Arizona is Promoting Economic Liberty Through Occupational Licensing Reform

The Right to Earn a Living Act, along with additional occupational licensing reform, will reduce barriers to the workforce and create economic opportunity and liberty.


“Just because somebody packs up that moving van in Chicago, Illinois, they don’t lose their skills on the way to the state of Arizona. Why should somebody have to suffer the burden of thousands of dollars or weeks or months of re-certification in a skill that they already have?” argued Arizona Governor Doug Ducey in referring to the need to reform his state’s occupational licensing laws.  The Arizona legislature is considering legislation that “would allow anyone who already holds an occupational license in one state to be automatically eligible for a license to practice the same occupation in Arizona.” Some additional aspects of the bill include a criminal background check and reciprocity for out-of-state licenses for military families.

The Institute for Justice ranks Arizona as one of the worst states for occupational licensing.  On average Arizona requires “$455 in fees, 599 days — more than one-and-a-half years — in education and experience and two exams, as well as grade and age requirements.  It also licenses 64 occupations.”

The legislation under consideration would begin the process of reversing burdensome occupational licensing. The measure would still require fees and examinations if applicable, but it provides an economic incentive for both individuals and the state. “One benefit of this measure is obvious: it would allow people from other states to integrate quickly into the work force, saving them a lot of costs in the process. That leads to another benefit that is somewhat less obvious: more competition in Arizona’s licensed occupations, which means lower prices for consumers,” wrote David R. Henderson, who is a research fellow and economist with the Hoover Institution.

This legislation will continue Governor Ducey’s efforts at reforming Arizona’s occupational licensing laws. In 2017, Governor Ducey issued an executive order that requires licensing boards to review requirements and fees. In addition to the executive order, Governor Ducey signed the Right to Earn a Living Act, which restricts “state boards from issuing any new occupational licensing rules that can’t be justified on health and safety grounds.”

The Right to Earn a Living Act is an additional protection for workers, because if the state or board “wants to restrict a person’s right to earn an honest living, the burden is on the government, not the job-seeker, to prove that the restriction is appropriate.” Governor Ducey recently strengthened this law that will “require state licensing boards to notify people of their right to challenge an adverse action…”

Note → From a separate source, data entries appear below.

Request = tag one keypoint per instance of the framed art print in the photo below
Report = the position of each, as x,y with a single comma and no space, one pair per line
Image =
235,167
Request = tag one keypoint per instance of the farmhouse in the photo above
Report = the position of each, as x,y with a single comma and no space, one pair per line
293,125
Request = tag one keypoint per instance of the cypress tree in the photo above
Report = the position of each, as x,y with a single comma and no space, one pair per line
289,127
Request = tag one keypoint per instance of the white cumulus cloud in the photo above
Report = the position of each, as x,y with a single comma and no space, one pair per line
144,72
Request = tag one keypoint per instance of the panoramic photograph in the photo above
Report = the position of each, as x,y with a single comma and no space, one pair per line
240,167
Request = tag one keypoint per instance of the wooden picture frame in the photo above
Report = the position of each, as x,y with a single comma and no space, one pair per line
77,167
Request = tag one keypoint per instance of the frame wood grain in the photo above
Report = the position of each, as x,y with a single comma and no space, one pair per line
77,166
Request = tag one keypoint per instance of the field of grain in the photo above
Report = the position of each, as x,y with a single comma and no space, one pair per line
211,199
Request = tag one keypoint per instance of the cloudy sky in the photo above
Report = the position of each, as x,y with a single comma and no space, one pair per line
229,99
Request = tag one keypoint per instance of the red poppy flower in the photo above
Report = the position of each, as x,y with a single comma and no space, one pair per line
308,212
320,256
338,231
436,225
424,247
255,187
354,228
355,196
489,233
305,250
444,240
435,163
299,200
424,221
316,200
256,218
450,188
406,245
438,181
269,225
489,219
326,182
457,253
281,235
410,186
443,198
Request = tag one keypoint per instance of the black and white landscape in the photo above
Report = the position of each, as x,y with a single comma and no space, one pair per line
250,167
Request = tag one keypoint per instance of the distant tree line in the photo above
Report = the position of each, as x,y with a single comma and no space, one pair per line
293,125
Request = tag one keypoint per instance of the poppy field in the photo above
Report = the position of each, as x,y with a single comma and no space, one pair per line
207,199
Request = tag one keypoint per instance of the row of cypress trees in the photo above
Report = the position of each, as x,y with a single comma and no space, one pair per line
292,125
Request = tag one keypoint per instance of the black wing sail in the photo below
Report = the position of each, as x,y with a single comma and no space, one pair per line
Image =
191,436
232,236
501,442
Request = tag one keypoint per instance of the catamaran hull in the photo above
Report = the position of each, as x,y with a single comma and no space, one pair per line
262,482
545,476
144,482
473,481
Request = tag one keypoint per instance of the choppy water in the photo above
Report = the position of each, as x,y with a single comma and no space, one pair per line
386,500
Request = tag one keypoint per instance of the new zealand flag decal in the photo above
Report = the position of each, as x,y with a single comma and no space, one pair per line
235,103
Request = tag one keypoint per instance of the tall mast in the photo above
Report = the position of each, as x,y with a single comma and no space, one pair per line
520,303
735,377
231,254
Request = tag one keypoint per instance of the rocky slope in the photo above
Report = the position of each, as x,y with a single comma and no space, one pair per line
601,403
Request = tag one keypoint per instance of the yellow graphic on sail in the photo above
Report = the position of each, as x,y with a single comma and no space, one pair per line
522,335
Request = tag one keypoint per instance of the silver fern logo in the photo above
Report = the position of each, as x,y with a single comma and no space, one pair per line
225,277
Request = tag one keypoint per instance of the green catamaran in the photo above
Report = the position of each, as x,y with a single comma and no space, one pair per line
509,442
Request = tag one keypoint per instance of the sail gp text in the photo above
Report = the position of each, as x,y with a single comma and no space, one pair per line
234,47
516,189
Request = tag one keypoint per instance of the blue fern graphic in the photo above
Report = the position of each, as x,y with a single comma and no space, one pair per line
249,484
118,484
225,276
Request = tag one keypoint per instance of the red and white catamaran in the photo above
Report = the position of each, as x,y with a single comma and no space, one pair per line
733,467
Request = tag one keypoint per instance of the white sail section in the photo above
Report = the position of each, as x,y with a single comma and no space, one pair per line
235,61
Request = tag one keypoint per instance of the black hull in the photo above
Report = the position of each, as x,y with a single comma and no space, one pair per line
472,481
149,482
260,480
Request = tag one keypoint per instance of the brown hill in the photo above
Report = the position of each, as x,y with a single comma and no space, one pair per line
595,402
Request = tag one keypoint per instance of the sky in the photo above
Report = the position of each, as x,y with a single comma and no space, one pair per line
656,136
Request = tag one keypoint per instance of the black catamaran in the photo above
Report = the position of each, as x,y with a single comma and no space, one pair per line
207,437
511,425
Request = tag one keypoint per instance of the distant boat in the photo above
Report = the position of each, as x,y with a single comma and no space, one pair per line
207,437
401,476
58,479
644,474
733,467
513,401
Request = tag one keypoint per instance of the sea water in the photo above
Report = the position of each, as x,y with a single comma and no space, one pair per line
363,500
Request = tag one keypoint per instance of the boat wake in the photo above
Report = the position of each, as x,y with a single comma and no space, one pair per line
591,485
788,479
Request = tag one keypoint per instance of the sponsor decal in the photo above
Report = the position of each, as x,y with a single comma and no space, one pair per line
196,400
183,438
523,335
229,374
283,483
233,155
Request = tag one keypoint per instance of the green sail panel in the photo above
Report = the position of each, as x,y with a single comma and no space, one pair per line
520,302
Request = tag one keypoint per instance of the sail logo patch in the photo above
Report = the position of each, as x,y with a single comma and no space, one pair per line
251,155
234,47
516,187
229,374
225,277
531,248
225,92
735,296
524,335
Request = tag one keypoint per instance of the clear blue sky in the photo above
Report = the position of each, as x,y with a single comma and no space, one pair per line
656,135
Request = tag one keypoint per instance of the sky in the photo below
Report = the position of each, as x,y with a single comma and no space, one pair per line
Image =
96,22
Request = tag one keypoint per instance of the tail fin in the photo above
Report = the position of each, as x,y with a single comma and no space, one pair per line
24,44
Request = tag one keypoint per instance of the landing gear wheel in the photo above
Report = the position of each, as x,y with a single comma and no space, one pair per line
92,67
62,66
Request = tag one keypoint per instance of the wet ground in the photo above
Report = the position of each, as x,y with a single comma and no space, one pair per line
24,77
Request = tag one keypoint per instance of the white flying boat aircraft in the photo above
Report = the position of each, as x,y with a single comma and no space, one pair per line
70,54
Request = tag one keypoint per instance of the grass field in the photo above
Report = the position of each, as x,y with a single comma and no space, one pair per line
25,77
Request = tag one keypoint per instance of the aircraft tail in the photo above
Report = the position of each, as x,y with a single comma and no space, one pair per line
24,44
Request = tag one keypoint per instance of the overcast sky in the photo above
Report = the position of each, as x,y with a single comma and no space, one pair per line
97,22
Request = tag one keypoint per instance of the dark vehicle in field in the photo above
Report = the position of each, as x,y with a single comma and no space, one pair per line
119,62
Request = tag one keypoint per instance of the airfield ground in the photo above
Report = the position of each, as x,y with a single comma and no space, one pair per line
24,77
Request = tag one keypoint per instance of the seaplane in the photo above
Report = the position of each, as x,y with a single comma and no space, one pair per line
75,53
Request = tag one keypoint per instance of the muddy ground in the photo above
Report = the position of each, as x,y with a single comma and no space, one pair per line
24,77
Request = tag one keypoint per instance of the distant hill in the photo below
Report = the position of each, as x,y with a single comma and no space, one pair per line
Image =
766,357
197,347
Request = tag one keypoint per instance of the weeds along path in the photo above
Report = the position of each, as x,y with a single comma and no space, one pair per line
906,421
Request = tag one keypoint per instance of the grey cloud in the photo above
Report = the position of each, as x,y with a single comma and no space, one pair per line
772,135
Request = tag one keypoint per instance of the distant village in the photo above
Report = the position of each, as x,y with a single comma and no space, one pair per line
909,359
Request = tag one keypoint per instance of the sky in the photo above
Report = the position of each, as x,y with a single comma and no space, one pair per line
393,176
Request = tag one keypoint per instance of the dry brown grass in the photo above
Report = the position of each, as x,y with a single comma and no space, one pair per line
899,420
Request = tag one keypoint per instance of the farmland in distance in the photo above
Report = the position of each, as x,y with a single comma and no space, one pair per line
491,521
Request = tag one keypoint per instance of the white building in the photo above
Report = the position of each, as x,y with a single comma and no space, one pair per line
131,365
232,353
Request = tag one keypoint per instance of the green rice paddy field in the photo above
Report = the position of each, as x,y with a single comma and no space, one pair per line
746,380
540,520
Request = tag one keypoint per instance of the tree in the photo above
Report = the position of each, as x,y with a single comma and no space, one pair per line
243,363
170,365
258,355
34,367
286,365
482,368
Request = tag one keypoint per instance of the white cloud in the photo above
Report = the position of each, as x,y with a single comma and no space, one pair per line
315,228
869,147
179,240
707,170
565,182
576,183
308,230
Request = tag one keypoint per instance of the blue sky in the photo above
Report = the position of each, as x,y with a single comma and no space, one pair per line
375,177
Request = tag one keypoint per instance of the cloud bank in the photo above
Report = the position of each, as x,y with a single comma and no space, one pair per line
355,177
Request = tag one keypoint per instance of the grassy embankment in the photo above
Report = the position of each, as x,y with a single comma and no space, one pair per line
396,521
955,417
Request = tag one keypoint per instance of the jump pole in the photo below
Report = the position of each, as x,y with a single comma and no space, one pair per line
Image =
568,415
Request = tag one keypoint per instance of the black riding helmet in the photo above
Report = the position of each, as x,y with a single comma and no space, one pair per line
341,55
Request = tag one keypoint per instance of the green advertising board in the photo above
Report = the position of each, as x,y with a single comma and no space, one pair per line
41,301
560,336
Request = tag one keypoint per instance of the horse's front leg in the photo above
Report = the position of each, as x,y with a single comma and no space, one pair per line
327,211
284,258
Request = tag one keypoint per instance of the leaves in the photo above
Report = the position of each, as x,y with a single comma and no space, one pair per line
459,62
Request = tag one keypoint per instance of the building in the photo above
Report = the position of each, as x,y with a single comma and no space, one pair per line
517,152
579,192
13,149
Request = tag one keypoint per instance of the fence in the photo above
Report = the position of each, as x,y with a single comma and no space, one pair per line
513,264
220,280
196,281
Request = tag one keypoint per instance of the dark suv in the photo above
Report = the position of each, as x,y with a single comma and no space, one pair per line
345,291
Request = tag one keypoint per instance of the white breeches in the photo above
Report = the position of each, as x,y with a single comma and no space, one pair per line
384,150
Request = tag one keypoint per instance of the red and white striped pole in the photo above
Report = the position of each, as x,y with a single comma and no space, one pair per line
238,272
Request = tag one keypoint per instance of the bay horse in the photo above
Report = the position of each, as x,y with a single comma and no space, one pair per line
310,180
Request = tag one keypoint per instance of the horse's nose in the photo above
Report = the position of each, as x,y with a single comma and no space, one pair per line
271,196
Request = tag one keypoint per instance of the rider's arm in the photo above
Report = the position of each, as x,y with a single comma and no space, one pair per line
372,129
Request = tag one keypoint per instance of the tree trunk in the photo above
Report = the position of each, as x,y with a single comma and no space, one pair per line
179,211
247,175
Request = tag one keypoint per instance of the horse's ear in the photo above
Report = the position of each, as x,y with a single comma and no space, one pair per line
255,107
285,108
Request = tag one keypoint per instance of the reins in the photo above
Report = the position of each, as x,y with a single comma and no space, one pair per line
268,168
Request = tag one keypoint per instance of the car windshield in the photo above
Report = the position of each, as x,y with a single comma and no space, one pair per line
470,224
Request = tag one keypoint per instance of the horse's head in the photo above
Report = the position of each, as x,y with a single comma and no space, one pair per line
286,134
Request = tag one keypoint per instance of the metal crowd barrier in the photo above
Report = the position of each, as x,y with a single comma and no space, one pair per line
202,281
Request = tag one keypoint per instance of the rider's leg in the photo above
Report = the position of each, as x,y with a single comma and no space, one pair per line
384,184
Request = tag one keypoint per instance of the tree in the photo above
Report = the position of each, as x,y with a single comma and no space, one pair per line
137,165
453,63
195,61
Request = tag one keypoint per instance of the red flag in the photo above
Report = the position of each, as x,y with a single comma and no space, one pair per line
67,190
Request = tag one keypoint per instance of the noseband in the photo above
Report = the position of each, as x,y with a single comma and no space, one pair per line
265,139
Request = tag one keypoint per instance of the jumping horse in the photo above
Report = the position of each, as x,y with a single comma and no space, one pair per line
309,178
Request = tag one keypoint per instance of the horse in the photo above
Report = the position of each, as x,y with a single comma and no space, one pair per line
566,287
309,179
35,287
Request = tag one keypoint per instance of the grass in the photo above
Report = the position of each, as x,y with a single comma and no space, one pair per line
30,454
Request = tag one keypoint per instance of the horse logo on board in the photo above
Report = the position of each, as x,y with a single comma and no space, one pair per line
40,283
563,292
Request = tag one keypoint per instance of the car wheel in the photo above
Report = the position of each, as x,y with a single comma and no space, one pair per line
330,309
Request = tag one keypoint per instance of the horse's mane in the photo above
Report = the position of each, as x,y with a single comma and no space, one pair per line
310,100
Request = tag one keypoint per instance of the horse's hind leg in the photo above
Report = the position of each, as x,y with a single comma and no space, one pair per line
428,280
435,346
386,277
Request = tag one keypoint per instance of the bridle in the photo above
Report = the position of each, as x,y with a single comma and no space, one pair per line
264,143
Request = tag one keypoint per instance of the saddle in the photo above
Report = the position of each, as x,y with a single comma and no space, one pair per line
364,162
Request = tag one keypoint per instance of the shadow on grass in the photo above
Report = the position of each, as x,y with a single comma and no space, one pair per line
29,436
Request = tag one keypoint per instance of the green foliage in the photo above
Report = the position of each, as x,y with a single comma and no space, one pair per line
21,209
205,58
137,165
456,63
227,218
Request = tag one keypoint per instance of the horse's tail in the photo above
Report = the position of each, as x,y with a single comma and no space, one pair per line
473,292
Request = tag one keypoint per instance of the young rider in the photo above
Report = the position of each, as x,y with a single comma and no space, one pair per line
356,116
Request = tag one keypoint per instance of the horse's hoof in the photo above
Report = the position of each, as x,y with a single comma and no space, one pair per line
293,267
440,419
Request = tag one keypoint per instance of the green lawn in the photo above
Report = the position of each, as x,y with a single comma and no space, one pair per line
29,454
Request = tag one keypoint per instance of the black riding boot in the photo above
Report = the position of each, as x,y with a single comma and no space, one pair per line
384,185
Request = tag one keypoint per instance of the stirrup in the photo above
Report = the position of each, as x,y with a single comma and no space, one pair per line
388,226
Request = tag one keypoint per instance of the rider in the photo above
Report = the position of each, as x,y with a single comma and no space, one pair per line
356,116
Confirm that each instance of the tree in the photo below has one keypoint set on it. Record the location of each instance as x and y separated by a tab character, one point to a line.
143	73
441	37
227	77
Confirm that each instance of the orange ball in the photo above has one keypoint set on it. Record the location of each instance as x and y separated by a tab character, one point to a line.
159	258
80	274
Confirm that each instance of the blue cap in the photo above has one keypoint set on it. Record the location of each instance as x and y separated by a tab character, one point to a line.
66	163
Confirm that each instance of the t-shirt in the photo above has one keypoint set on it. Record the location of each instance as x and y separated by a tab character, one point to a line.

Jon Riches, who serves as Goldwater Institute’s Director of National Litigation, described the impact of this reform when he stated:

In most professions, job-seekers shouldn’t have to seek out government permission in order to work in the field of their choice. Rather, the government should be tasked with proving that licensing requirements actually protect the public before restricting a person’s right to earn a living. Arizona’s Right to Earn a Living Act puts that burden of proof where it should be: on the government. And now, Arizonans can be sure that they will know their rights under this law and be better able to work in the field of their choice when their rights have been denied.

Other states should consider the occupational licensing reform measures that are taking place in states such as Arizona, Nebraska, and Ohio, among others. Reforming burdensome occupational licensing laws will not only create more economic opportunities for citizens, but also result in greater economic liberty. A growing workforce is a priority for most states and occupational licensing reform is one policy that will work toward creating more opportunities for job seekers.  The goal of public policy should be to remove barriers and not create roadblocks to benefit special interests.